Could you tell us what are exactly “smart fabrics”? And a bit more about all their benefits?

 There are many different kinds of smarts clothes.  The ones that are most common on the market right now are the biometric shirts and bras that help you monitor your heart signal, your breathing, and other biometrics. Usually these products are geared towards the fitness or the wellness market.  They measure your physical performance and you can track your results on a mobile app or on a website to help you improve aspects of your athletic performance, your wellbeing, or even your schedule. What I am really excited by our all of the new textiles that I have been developing: textiles that can change color, that can change shape, that can create new forms of fashion.

Why do you think “smart fabrics” are relevant for both consumers and the industry?

There’s a great potential to achieve deeper insights into our bodies. Using biometric garments will allow us to see more carefully when we are tired, when we are stressed, one we are excited and to reach new levels of self-awareness and understanding. Once the new interactive textiles that I’m developing become consumer products, I think there is going to be a real fashion revolution. We will move beyond the gadgets that we see today to have beautiful clothes that allow us to understand ourselves better, but that can also have subtle and poetic changes in their appearance.

What role does Montreal play in the advancement of this research?

 Montreal is a perfect place to develop the next generation of fashion. We have fantastic designers, we have really great research in wearables and interactive art, but the most important we have is a tradition of performance (“le spectacle”) which allows us to create really innovative interaction design.

Tell us about your recent discoveries and your OMsignal company?

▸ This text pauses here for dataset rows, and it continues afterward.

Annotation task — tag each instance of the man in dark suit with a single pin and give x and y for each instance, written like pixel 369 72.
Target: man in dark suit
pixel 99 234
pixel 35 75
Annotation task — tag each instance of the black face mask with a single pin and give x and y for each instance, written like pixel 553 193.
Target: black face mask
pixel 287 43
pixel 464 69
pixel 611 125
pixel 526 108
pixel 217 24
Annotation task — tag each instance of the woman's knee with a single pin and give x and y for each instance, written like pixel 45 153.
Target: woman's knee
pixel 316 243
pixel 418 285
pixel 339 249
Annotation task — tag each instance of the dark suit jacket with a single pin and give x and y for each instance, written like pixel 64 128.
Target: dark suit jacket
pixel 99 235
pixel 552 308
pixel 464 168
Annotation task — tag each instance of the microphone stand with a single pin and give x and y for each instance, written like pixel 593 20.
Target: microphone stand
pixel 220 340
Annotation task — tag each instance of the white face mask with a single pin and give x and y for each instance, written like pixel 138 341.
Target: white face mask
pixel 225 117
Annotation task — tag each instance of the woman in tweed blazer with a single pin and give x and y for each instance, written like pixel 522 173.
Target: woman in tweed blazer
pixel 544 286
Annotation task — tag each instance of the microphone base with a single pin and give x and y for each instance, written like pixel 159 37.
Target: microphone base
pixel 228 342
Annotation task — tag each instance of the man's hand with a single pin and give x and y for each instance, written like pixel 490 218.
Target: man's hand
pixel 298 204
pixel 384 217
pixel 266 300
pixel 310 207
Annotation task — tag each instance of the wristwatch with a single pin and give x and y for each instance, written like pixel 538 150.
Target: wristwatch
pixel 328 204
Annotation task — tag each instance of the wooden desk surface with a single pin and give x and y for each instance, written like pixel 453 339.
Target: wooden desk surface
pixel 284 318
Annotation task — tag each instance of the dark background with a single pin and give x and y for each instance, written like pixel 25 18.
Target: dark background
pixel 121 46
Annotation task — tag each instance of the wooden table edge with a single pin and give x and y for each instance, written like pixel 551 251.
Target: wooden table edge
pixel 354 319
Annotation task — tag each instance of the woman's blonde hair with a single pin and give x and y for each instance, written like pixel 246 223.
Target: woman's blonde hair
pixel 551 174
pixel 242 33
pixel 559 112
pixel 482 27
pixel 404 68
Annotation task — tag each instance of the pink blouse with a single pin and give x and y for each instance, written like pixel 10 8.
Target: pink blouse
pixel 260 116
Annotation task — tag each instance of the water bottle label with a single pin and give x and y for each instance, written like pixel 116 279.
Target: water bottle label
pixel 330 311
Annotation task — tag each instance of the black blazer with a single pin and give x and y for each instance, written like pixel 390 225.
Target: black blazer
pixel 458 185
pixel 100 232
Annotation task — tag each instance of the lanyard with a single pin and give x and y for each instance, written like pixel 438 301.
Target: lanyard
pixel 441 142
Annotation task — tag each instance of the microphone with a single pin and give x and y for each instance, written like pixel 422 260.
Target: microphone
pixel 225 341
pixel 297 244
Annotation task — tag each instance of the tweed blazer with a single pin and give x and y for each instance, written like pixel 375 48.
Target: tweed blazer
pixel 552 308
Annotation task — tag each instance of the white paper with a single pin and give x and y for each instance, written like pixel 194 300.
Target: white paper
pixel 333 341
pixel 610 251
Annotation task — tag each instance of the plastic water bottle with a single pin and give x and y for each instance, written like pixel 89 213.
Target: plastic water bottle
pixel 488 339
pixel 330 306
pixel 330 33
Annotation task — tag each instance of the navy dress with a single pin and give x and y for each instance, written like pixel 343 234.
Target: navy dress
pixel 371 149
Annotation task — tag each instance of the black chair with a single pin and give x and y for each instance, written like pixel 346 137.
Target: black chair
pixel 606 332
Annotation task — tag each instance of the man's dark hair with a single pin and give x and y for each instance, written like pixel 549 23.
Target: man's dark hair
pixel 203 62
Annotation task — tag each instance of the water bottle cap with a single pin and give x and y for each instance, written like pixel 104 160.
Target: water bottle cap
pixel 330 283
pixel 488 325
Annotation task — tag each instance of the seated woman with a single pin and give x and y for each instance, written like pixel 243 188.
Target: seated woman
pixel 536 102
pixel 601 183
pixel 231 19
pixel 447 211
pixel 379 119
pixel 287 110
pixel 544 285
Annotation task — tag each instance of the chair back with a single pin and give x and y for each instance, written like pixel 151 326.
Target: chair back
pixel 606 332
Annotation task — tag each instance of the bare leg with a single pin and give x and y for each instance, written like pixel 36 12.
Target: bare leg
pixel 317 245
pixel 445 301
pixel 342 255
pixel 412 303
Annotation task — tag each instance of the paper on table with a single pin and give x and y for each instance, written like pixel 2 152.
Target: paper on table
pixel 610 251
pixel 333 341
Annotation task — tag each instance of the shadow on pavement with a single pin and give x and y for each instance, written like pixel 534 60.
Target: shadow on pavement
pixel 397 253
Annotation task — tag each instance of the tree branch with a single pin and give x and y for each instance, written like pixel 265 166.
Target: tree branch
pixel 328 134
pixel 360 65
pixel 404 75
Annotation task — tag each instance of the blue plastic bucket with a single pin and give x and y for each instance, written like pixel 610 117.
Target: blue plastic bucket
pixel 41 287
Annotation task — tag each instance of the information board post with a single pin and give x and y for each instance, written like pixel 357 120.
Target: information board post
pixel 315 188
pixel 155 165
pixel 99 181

In my research lab at the University, I develop the future of fibers that can replace traditional electronic components of the past. At the same time I work with students to teach them how to design with interactive textiles. At the same time, I am the Head of Electronic Textiles at OMsignal. We have developed revolutionary biometric garments such as the Ralph Lauren Polo Tech smart shirt and the OMbra. Our focus was to create a beautiful sports bra to enhance a woman’s body, respond to the unique strains of running, and accurately detect the body’s core signals. We have developed our own specially engineered fabrics and advanced sensory technology.

What advances would you like to further tomorrow?

I would love to see a future world where people have less stress and less anxiety. I want my children to have more fun with exercise, to feel more comfortable with their bodies, to be less scared and less angry, and lead a generally healthier and more beautiful life. By integrating biosensors in our clothes, we can reconnect with our body and improve our overall well-being.